Protocol/API/Library Introduction¶
The magic-wormhole (Python) distribution provides several things: an
executable tool (“bin/wormhole”), an importable library
(import wormhole
), the URL of a publicly-available Mailbox Server,
and the definition of a protocol used by all three.
The executable tool provides basic sending and receiving of files,
directories, and short text strings. These all use wormhole send
and
wormhole receive
(which can be abbreviated as wormhole tx
and
wormhole rx
). It also has a mode to facilitate the transfer of SSH
keys. This tool, while useful on its own, is just one possible use of
the protocol.
The wormhole
library provides an API to establish a bidirectional
ordered encrypted record pipe to another instance (where each record is
an arbitrary-sized bytestring). This does not provide file-transfer
directly: the “bin/wormhole” tool speaks a simple protocol through this
record pipe to negotiate and perform the file transfer.
wormhole/cli/public_relay.py
contains the URLs of a Mailbox Server
and a Transit Relay which I provide to support the file-transfer tools,
which other developers should feel free to use for their applications as
well.
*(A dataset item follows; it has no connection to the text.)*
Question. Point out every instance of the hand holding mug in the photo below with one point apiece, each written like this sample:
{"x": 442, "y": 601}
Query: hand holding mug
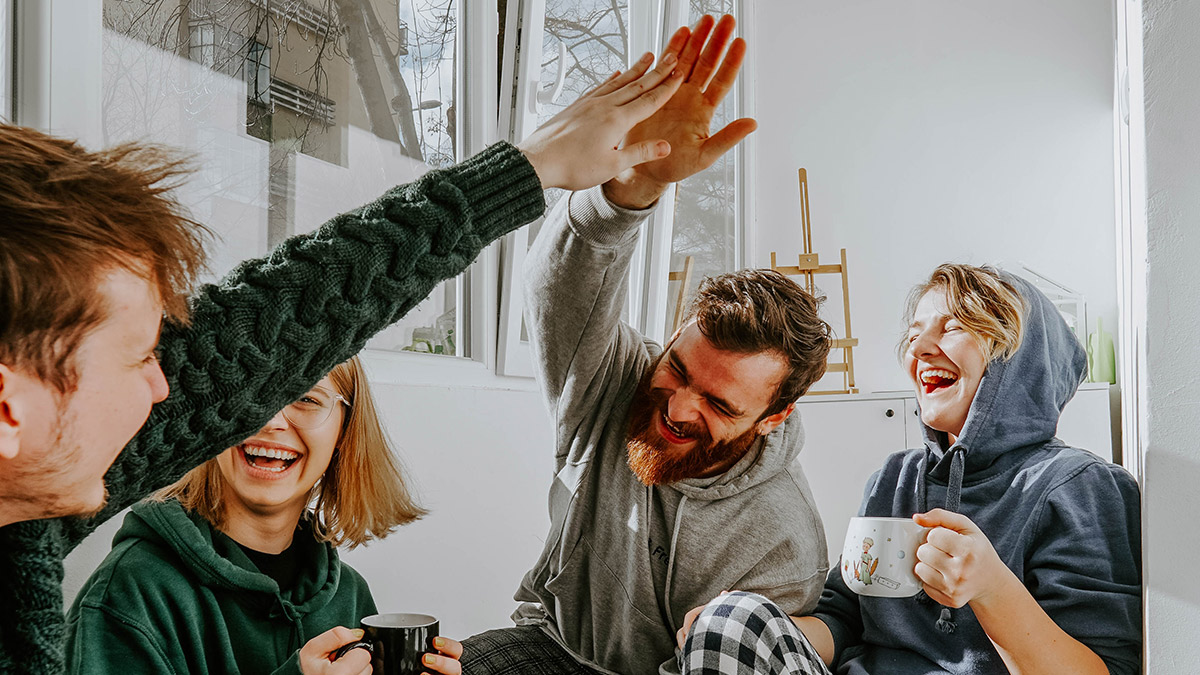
{"x": 317, "y": 656}
{"x": 958, "y": 563}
I cannot make any guarantees about performance or uptime for these
servers: if you want to use Magic Wormhole in a production environment,
please consider running a server on your own infrastructure (just run
wormhole-server start
and modify the URLs in your application to
point at it).
The Magic-Wormhole Protocol¶
There are several layers to the protocol.
At the bottom level, each client opens a WebSocket to the Mailbox Server, sending JSON-based commands to the server, and receiving similarly-encoded messages. Some of these commands are addressed to the server itself, while others are instructions to queue a message to other clients, or are indications of messages coming from other clients. All these messages are described in “server-protocol.md”.
These inter-client messages are used to convey the PAKE protocol exchange, then a “VERSION” message (which doubles to verify the session key), then some number of encrypted application-level data messages. “client-protocol.md” describes these wormhole-to-wormhole messages.
Each wormhole-using application is then free to interpret the data
messages as it pleases. The file-transfer app sends an “offer” from the
wormhole send
side, to which the wormhole receive
side sends a
response, after which the Transit connection is negotiated (if
necessary), and finally the data is sent through the Transit connection.
“file-transfer-protocol.md” describes this application’s use of the
client messages.
The wormhole
API¶
Application use the wormhole
library to establish wormhole
connections and exchange data through them. Please see the API
docs for a complete description of this interface.